Biggar’s scoring statistics are frightening: at 22 years old, and after just four seasons of professional rugby, he has already broken the 1000 point barrier for the Ospreys.
Bosh And Becks
After a luke-warm appraisal of Ashley Beck‘s talents in the preview to the Pro12 semi-final against Munster, The Mole was informed in the Comments section that we’d under-rated the young No12. We had.
He was the biggest threat in the Ospreys’ backline, although it was his more experienced centre partner Andrew Bishop who had been swotting up on his video analysis, crashing between O’Gara and O’Mahony on the flanker’s weak left shoulder to dot down under the sticks.
Beck is a tall, rangy 22-year old, whose try-scoring efforts have curiously all come in pairs: a double against Saracens in the Heineken Cup before Christmas, a double against Benetton Treviso in the same competition after Christmas and another double against the Italians a couple of months later in the Pro12. We’ve described Bishop before as a “cut-price Conrad Smith” and will stick to that: he’s a tidy, tidy No13 with good skills, good spatial awareness and a very clever defensive game. What he lacks in athleticism and spark he pretty much makes up for in football and experience: despite being just 26 years old, he has already appeared in 170 games for the Os.
Roy Batty, Ickle and Gunther
With Tommy Bowe recuperating from surgery, Hanno Dirksen has nailed down the right wing berth for the season run-in. Dirksen isn’t quite electric – despite the Rutger-Hauer-in-Blade Runner shock of blond hair – but he is a frenetic, aggressive winger who knows his way to the try line. Opposite him on the Farewell Tour That Never Ends is “Ickle” Shane Williams, the IRB’s International Player of the Year in 2008 [14 tries in 12 tests in a season will do that for you] and the Welsh record try scorer with an astounding 58 tries in 87 tests. Williams is 35 years old now and has already played his last game of test rugby, but even now he’s still got the spark. He has been a true pleasure to watch for many many years, a little genius of a player. The rugby world will be poorer without him.

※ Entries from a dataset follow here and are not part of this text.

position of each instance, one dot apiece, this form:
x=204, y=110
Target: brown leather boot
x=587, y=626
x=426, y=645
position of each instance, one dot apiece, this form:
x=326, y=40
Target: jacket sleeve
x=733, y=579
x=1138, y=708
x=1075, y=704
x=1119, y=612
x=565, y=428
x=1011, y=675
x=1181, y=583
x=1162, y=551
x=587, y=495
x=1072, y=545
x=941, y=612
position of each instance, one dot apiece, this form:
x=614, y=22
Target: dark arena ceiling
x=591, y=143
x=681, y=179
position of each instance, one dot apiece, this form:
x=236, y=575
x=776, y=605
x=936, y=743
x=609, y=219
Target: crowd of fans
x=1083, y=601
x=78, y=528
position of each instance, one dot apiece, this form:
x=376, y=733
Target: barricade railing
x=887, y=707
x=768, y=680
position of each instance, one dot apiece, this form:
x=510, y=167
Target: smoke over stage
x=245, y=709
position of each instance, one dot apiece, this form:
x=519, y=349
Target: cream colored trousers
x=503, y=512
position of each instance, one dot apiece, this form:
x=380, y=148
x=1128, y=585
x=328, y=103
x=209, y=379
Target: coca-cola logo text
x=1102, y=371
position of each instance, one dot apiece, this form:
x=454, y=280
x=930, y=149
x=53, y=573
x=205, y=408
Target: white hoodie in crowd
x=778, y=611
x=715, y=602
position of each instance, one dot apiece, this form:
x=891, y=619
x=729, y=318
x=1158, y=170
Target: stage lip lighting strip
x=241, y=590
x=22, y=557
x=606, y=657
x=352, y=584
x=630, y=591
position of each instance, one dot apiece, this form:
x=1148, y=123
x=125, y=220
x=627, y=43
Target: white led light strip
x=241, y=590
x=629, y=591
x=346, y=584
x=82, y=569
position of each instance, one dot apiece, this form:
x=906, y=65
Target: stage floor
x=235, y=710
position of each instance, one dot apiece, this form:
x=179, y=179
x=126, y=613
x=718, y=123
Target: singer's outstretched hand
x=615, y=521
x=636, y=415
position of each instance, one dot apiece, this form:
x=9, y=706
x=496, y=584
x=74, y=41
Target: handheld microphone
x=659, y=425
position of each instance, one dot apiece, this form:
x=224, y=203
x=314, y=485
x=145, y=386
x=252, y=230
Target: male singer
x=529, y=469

Full-back Richard Fussell has moved from his original wing position and is not anybody’s idea of a textbook No15. He’s sort of small, not too physical, doesn’t have a big boot … but the lad can carve up the pitch like he’s playing sevens if the game opens up. Fussell, Dirksen and Williams form a physically slight back three, but all of them have real top-end pace, with Fussell and Williams being consistent broken field threats.
There is no doubt that the entire Leinster squad are well aware of the challenge posed by this Ospreys team; the Welsh outfit have already done the double on the table-toppers in the regular season. Having discarded the much vaunted ‘Galacticos’ and introduced hard-core Welsh talent, coaches Tandy and Humphries would love to claim the scalp of the European champions and prove that Wales’s Grand Slam was not only merited, but a harbinger of better days ahead for their four regional teams at European level.